A phantom center has certainly served 2-chan. audiophiles for decades. Many multi chan. hi-res audio engineers choose to not include a center chan in the mix. A phantom center is no crime, and I find it to sound better, and not in anyway a compromise or short-cut set up.
Proper main speaker placement is even more critical than in a 3 chan. front end -where often the center chan. is used as a 'gap filler' for mains that are too far apart.
Ever hear people say "I like my HT for movies, but it stinks for CD's"? Probably not the only issue, but mains too far apart is probably ONE of the reasons.
Too far apart (more than ~7-8') and you begin too turn what could be a sharp imaging phantom center turn into a dull 'cloud' of sound. Plop in a center and they say "WOW, it's so much sharper and locked to the screen". And it is, just for the wrong reasons.
If your screen is a 32" TV an actual center will probably be better... since it's good to lock much of that sound to the small screen area (since the center is often mixed as the prominent front speaker than mixed evenly w/ the mains. I mean "panning-wise" NOT "level-wise").
With a larger big screen or front proj. you might find (like I do) that the solid sheet of a front soundstage to be much more open and follow the screen action better/more dynamically/fluidly.

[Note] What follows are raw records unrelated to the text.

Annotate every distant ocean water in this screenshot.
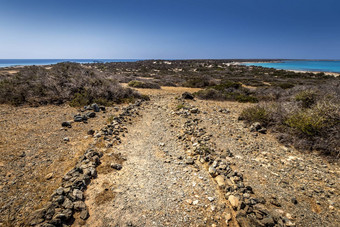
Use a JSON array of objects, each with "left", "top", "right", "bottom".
[
  {"left": 244, "top": 60, "right": 340, "bottom": 73},
  {"left": 0, "top": 59, "right": 140, "bottom": 68}
]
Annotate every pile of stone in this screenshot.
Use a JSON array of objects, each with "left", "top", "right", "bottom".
[
  {"left": 61, "top": 103, "right": 106, "bottom": 128},
  {"left": 218, "top": 108, "right": 230, "bottom": 114},
  {"left": 178, "top": 105, "right": 287, "bottom": 226},
  {"left": 174, "top": 106, "right": 200, "bottom": 118},
  {"left": 92, "top": 100, "right": 142, "bottom": 148},
  {"left": 29, "top": 148, "right": 101, "bottom": 226},
  {"left": 29, "top": 100, "right": 144, "bottom": 226},
  {"left": 250, "top": 122, "right": 267, "bottom": 134}
]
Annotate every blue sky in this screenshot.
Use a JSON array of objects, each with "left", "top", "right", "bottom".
[{"left": 0, "top": 0, "right": 339, "bottom": 59}]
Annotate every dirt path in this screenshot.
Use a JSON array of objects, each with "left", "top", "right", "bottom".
[
  {"left": 79, "top": 90, "right": 339, "bottom": 227},
  {"left": 83, "top": 95, "right": 233, "bottom": 226},
  {"left": 9, "top": 87, "right": 338, "bottom": 226}
]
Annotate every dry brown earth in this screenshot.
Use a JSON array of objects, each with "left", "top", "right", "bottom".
[{"left": 0, "top": 86, "right": 339, "bottom": 226}]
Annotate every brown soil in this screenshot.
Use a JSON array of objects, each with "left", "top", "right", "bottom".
[
  {"left": 0, "top": 104, "right": 119, "bottom": 226},
  {"left": 1, "top": 86, "right": 339, "bottom": 226}
]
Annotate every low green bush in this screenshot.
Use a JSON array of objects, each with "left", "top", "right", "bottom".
[
  {"left": 277, "top": 82, "right": 295, "bottom": 89},
  {"left": 295, "top": 90, "right": 318, "bottom": 108},
  {"left": 128, "top": 80, "right": 161, "bottom": 89},
  {"left": 285, "top": 110, "right": 325, "bottom": 136},
  {"left": 235, "top": 94, "right": 258, "bottom": 103},
  {"left": 239, "top": 105, "right": 271, "bottom": 126}
]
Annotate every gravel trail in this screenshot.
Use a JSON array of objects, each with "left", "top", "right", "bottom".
[{"left": 83, "top": 95, "right": 233, "bottom": 227}]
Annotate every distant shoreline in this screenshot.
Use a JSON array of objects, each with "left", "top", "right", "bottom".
[
  {"left": 240, "top": 61, "right": 340, "bottom": 77},
  {"left": 1, "top": 59, "right": 339, "bottom": 77}
]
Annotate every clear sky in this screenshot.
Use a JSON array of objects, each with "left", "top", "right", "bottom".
[{"left": 0, "top": 0, "right": 339, "bottom": 59}]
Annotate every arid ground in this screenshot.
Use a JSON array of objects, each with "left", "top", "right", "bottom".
[{"left": 0, "top": 86, "right": 339, "bottom": 227}]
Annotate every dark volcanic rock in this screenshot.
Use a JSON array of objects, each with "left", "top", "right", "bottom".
[
  {"left": 182, "top": 92, "right": 194, "bottom": 100},
  {"left": 61, "top": 121, "right": 72, "bottom": 128}
]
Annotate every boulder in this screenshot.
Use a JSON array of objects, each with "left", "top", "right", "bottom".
[{"left": 182, "top": 92, "right": 194, "bottom": 100}]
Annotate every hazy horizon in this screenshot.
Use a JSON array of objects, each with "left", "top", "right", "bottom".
[{"left": 1, "top": 0, "right": 340, "bottom": 59}]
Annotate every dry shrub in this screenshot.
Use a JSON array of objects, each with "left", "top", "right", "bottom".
[
  {"left": 128, "top": 80, "right": 161, "bottom": 89},
  {"left": 182, "top": 76, "right": 216, "bottom": 88},
  {"left": 0, "top": 62, "right": 141, "bottom": 106},
  {"left": 239, "top": 105, "right": 272, "bottom": 126},
  {"left": 194, "top": 81, "right": 258, "bottom": 103},
  {"left": 240, "top": 94, "right": 340, "bottom": 157}
]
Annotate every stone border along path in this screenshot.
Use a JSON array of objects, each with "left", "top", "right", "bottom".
[
  {"left": 175, "top": 99, "right": 288, "bottom": 226},
  {"left": 28, "top": 100, "right": 144, "bottom": 226}
]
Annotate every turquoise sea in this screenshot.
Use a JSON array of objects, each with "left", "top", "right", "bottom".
[
  {"left": 0, "top": 59, "right": 140, "bottom": 68},
  {"left": 245, "top": 60, "right": 340, "bottom": 73}
]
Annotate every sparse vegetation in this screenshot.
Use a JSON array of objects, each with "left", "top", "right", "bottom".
[
  {"left": 240, "top": 84, "right": 340, "bottom": 157},
  {"left": 194, "top": 81, "right": 258, "bottom": 103},
  {"left": 1, "top": 59, "right": 339, "bottom": 157},
  {"left": 128, "top": 80, "right": 161, "bottom": 89},
  {"left": 295, "top": 90, "right": 318, "bottom": 108},
  {"left": 176, "top": 103, "right": 185, "bottom": 110},
  {"left": 0, "top": 62, "right": 140, "bottom": 106},
  {"left": 240, "top": 105, "right": 271, "bottom": 126}
]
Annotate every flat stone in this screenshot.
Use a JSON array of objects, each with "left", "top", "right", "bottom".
[
  {"left": 73, "top": 201, "right": 86, "bottom": 211},
  {"left": 80, "top": 208, "right": 89, "bottom": 220},
  {"left": 185, "top": 158, "right": 194, "bottom": 165},
  {"left": 111, "top": 163, "right": 122, "bottom": 170},
  {"left": 209, "top": 166, "right": 217, "bottom": 177},
  {"left": 72, "top": 189, "right": 84, "bottom": 200},
  {"left": 45, "top": 173, "right": 53, "bottom": 180},
  {"left": 62, "top": 198, "right": 73, "bottom": 209},
  {"left": 208, "top": 197, "right": 215, "bottom": 202},
  {"left": 228, "top": 195, "right": 239, "bottom": 209},
  {"left": 61, "top": 121, "right": 72, "bottom": 127},
  {"left": 215, "top": 175, "right": 226, "bottom": 188},
  {"left": 56, "top": 187, "right": 64, "bottom": 195}
]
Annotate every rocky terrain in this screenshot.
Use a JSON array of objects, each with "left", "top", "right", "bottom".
[
  {"left": 0, "top": 60, "right": 339, "bottom": 227},
  {"left": 1, "top": 86, "right": 338, "bottom": 227}
]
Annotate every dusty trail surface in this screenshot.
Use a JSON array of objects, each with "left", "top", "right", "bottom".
[
  {"left": 1, "top": 87, "right": 339, "bottom": 227},
  {"left": 81, "top": 88, "right": 339, "bottom": 227},
  {"left": 84, "top": 94, "right": 232, "bottom": 226}
]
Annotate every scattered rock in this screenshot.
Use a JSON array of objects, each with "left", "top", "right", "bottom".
[
  {"left": 73, "top": 201, "right": 86, "bottom": 211},
  {"left": 61, "top": 121, "right": 72, "bottom": 128},
  {"left": 63, "top": 137, "right": 70, "bottom": 142},
  {"left": 72, "top": 189, "right": 84, "bottom": 200},
  {"left": 190, "top": 108, "right": 199, "bottom": 114},
  {"left": 87, "top": 129, "right": 95, "bottom": 135},
  {"left": 185, "top": 158, "right": 194, "bottom": 165},
  {"left": 215, "top": 175, "right": 226, "bottom": 188},
  {"left": 111, "top": 163, "right": 122, "bottom": 170},
  {"left": 45, "top": 173, "right": 53, "bottom": 180},
  {"left": 62, "top": 198, "right": 73, "bottom": 209},
  {"left": 182, "top": 92, "right": 194, "bottom": 100},
  {"left": 79, "top": 208, "right": 89, "bottom": 220},
  {"left": 86, "top": 112, "right": 96, "bottom": 118},
  {"left": 207, "top": 197, "right": 215, "bottom": 202},
  {"left": 291, "top": 197, "right": 298, "bottom": 205},
  {"left": 209, "top": 166, "right": 217, "bottom": 177},
  {"left": 228, "top": 195, "right": 239, "bottom": 209}
]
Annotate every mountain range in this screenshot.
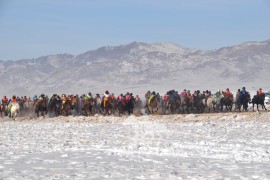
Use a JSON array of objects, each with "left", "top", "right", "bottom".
[{"left": 1, "top": 39, "right": 270, "bottom": 97}]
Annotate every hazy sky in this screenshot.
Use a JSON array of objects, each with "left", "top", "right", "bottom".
[{"left": 0, "top": 0, "right": 270, "bottom": 60}]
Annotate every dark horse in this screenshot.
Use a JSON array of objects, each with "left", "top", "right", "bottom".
[
  {"left": 117, "top": 99, "right": 126, "bottom": 117},
  {"left": 236, "top": 93, "right": 251, "bottom": 112},
  {"left": 125, "top": 96, "right": 135, "bottom": 115},
  {"left": 48, "top": 97, "right": 62, "bottom": 117},
  {"left": 34, "top": 98, "right": 47, "bottom": 117},
  {"left": 250, "top": 94, "right": 267, "bottom": 111},
  {"left": 192, "top": 95, "right": 205, "bottom": 113}
]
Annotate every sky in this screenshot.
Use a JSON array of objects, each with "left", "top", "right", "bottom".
[{"left": 0, "top": 0, "right": 270, "bottom": 60}]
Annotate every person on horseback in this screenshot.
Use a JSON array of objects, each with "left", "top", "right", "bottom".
[
  {"left": 214, "top": 89, "right": 221, "bottom": 99},
  {"left": 86, "top": 92, "right": 93, "bottom": 103},
  {"left": 2, "top": 96, "right": 8, "bottom": 104},
  {"left": 180, "top": 89, "right": 187, "bottom": 97},
  {"left": 117, "top": 94, "right": 124, "bottom": 105},
  {"left": 225, "top": 88, "right": 231, "bottom": 96},
  {"left": 103, "top": 90, "right": 110, "bottom": 107},
  {"left": 149, "top": 91, "right": 156, "bottom": 104},
  {"left": 22, "top": 96, "right": 28, "bottom": 102},
  {"left": 205, "top": 90, "right": 211, "bottom": 98},
  {"left": 156, "top": 93, "right": 161, "bottom": 100},
  {"left": 257, "top": 88, "right": 263, "bottom": 96},
  {"left": 61, "top": 94, "right": 67, "bottom": 109},
  {"left": 10, "top": 95, "right": 17, "bottom": 103},
  {"left": 239, "top": 87, "right": 247, "bottom": 102},
  {"left": 125, "top": 92, "right": 131, "bottom": 102}
]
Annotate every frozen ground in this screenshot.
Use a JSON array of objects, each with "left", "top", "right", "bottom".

A phantom center is an inherently "perfect" matching center too.
There's just such a compromise to most centers that are called 'matching' (IMO) when they clearly aren't -mainly in that they're usually in a horizontal array for the sole reason that they've got to be able to fit on top of or below a TV. If a horizontal array was of any sonic benefit, you'd see more than the zero number of horizontal main speakers on the market.
They throw more sound vertically than horizontally making them exactly as 'unopen' sounding as a vertical M-T-M array main speaker sounds 'open'.
Most people use center speakers so if it sounds like I'm really pushing a phantom center, it's only because very few other people do.
It may be better for you, maybe not. I think it doesn't hurt for you to spend a good amount of time (and zero dollars) trying to get a tight, solid sharp imaging phantom center -if only for the sake of your CDs being improved by it.
Pull your mains away from the walls as much as possible and don't spread them too far apart. I just laugh when I see someone w/ mains 12' apart and highly towed in."
Matthew, have you tried a Phantom center? It will obviously sound diff. than using your actual center, but you should be able to get as tight/sharp imaging from it, and if you play something with L/R panning (like a car driving across the screen or something like that) I think you'll find the phantom center to give you 'perfect' panning unlike w/ your actual center where you'll hear the 'unopeness' of the speaker pointing itself out -distractingly so once you listen for it.
When you listen to something panning across the three mian speakers does it sound like one solid soundfield or can you point to the left, center, or right speaker at any time knowing exactly where the sound is coming from? Maybe somewhere in-between?
In my system the front stage it almost (though not 100%) disconnected from the main speakers. If I had an acoustic curtain in front of it, you'd never guess there was no center speaker -most likely just 'assuming' I must have one, but if I actually had a center speaker, you'd know for sure I had one as it (by it's design) points itself out.
I've heard HT's from Linn, B&W, Revel, Martin-Logan, etc... and never heard a center that didn't point itself out or that I liked (and I like the mains from all those companies) better than when the same company's mains were well set up and disappeared.